Sprint stockholders overwhelmingly approved of a merger agreement with SoftBank during a June 25 vote. The merger, which was first announced in October 2012, now requires only the approval of the Federal Communications Commission (FCC).
If approved, Softbank, Japan’s third-largest carrier, will receive control of a 78 percent share of Sprint. In exchange, Sprint will receive $21.6 billion dollars, $16.64 billion of which will go to Sprint’s stockholders while the rest goes to Sprint’s balance sheet and efforts to roll out a Long Term Evolution (LTE) 4G network.
“Today is a historic day for our company, and I want to thank our shareholders for approving this transformative merger agreement,” Sprint CEO Dan Hesse said in a June 25 statement. “The transaction with SoftBank should enhance Sprint’s long-term value and competitive position by creating a company with greater financial flexibility.”
Until June 18, SoftBank had some competition for Sprint in Dish Network, the satellite television provider that late in the process offered Sprint $25.5 billion to merge with it instead.
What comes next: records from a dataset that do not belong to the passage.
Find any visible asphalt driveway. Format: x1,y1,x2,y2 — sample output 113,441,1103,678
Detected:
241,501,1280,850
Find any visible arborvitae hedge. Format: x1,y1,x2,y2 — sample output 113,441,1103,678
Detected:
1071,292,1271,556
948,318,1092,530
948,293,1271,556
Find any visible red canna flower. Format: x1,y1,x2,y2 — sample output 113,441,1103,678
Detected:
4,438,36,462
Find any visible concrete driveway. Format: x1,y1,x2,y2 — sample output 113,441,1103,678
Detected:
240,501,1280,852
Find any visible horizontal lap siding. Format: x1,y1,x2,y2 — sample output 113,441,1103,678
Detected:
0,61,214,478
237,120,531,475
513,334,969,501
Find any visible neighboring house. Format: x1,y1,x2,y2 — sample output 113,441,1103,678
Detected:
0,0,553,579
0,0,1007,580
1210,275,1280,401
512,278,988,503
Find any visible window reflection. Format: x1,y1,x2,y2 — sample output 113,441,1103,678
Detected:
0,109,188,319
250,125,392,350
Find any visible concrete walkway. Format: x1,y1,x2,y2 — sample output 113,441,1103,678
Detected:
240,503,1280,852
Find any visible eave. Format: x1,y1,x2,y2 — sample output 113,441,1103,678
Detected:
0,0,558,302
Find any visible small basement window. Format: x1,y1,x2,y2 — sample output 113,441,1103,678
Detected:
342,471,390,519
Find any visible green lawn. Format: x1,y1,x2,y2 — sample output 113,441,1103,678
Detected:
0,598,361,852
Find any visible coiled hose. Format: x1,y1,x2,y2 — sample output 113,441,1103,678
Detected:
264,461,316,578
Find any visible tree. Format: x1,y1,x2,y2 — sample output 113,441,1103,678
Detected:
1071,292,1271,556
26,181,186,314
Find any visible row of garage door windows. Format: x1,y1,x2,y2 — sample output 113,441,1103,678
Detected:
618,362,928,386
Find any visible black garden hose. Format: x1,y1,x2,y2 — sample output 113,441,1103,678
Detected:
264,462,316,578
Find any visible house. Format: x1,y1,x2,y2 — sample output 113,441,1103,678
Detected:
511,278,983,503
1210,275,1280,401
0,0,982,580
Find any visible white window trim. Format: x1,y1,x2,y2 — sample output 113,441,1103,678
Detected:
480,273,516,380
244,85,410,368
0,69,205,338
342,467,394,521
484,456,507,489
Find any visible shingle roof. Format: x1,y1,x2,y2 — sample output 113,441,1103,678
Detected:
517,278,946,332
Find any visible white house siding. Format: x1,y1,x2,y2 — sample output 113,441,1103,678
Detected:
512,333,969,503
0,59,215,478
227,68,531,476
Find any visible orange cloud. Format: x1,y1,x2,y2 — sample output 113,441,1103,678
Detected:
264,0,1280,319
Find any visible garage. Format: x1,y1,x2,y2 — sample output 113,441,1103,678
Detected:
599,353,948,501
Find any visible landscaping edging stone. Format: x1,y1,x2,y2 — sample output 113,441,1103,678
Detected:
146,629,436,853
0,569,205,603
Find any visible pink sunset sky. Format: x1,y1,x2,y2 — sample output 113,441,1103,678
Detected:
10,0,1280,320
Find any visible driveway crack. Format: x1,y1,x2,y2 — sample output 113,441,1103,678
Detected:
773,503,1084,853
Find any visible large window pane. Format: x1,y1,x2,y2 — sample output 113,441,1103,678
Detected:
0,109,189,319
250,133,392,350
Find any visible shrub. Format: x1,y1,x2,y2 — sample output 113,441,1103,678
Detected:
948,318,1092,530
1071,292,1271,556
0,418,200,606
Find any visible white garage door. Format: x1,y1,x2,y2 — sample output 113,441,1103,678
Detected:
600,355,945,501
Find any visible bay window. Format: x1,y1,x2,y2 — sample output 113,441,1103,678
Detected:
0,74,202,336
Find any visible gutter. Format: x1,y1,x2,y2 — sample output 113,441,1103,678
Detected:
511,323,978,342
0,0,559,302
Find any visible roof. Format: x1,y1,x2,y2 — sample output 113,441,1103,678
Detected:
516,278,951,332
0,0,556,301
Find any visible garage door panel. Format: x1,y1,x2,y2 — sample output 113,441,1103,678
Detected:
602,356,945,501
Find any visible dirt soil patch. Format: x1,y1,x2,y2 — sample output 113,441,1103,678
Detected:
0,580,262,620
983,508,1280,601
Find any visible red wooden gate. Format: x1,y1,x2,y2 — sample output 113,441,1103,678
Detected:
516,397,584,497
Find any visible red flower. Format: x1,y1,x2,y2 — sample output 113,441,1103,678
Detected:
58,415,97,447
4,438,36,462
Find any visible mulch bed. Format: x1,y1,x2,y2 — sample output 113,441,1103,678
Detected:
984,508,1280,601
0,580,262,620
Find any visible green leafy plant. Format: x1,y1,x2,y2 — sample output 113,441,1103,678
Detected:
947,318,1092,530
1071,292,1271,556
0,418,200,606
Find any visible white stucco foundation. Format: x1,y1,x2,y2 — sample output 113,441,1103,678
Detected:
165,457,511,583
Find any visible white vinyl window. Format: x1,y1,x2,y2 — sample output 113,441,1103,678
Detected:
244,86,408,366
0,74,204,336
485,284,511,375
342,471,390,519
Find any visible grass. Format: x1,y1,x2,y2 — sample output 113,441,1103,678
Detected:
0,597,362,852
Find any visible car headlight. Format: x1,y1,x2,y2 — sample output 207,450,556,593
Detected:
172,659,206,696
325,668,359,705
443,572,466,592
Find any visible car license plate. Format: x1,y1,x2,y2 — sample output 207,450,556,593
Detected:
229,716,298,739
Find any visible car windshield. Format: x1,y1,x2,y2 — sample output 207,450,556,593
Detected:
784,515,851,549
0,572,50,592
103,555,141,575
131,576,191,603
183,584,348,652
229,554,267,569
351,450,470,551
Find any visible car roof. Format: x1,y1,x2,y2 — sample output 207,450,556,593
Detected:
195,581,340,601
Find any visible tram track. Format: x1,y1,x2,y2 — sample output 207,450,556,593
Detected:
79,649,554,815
Meanwhile, Dish was also in the process of trying to disrupt Sprint’s attempt to purchase the 49.8 percent of Clearwire that it doesn’t already own. Sprint went public with its bid to buy out Clearwire on Dec. 17, 2012, and on Jan. 8, 2013, Dish jumped in, raising Sprint’s bid of $2.97 per share to $3.30 per share.
Dish and its colorful chairman, Charles Ergen, have continued to push for Clearwire, just as they continued to push for Sprint.
SoftBank Chairman Masayoshi Son maintained throughout the process that SoftBank’s offer would deliver a “superior value” to shareholders, but on June 12, Softbank nonetheless sweetened the deal, adding $1.5 billion and shifting $3 billion from Sprint’s balance sheet to shareholders, giving the shareholders an additional $4.5 billion and Softbank an additional 8 percent of Sprint.
On June 18, Dish announced that while it “continues to see strategic value in a merger with Sprint, Sprint made the decision to “terminate our due diligence process and accept extreme deal protections in its revised agreement with SoftBank,” making it impractical for Dish to submit an offer by the June 18 deadline Sprint had set.
As of June 20, the Clearwire deal was also moving in Sprint’s favor. Sprint raised its bid to $5.00 per share, and a significant group of Clearwire shareholders announced their support for the deal.
While Sprint’s deal with SoftBank isn’t contingent on its successful acquisition of Clearwire, the influx of funds from the Softbank deal will enable Sprint to make the most of Clearwire’s extensive spectrum holdings.
Sprint’s merger with SoftBank has already received the approval of the Committee on Foreign Investment in the United States (CFIUS), which included entering into a National Security Agreement that dictates that the departments of Defense, Justice and Homeland Security appoint an independent member to the Sprint board of directors who will serve as a security director.
The carriers also agreed to remove and decommission “certain equipment” from the network—a phrase thought to refer to equipment from Chinese telecom manufacturers ZTE and Huawei, which the U.S. government believes have ties to China’s government and present a potential threat to national security.
“The FCC likely will now green-light the deal … so Softbank can accelerate its strategy for shaking up the U.S. market,” Bill Menezes, a Gartner principal research analyst told eWEEK.
“Given Softbank’s history in Japan, we no doubt can expect some ‘shock and awe’ pricing offers to make some early subscribership inroads [from] AT&T and Verizon, possibly targeting the big back-to-school and U.S. holiday retail seasons,” Menezes continued.
“It’s important for Sprint’s offers to be much more compelling than the competition. It won’t be enough just to be ‘a little better’ in price or performance, if Sprint expects to significantly improve its standing with consumers and enterprise customers.”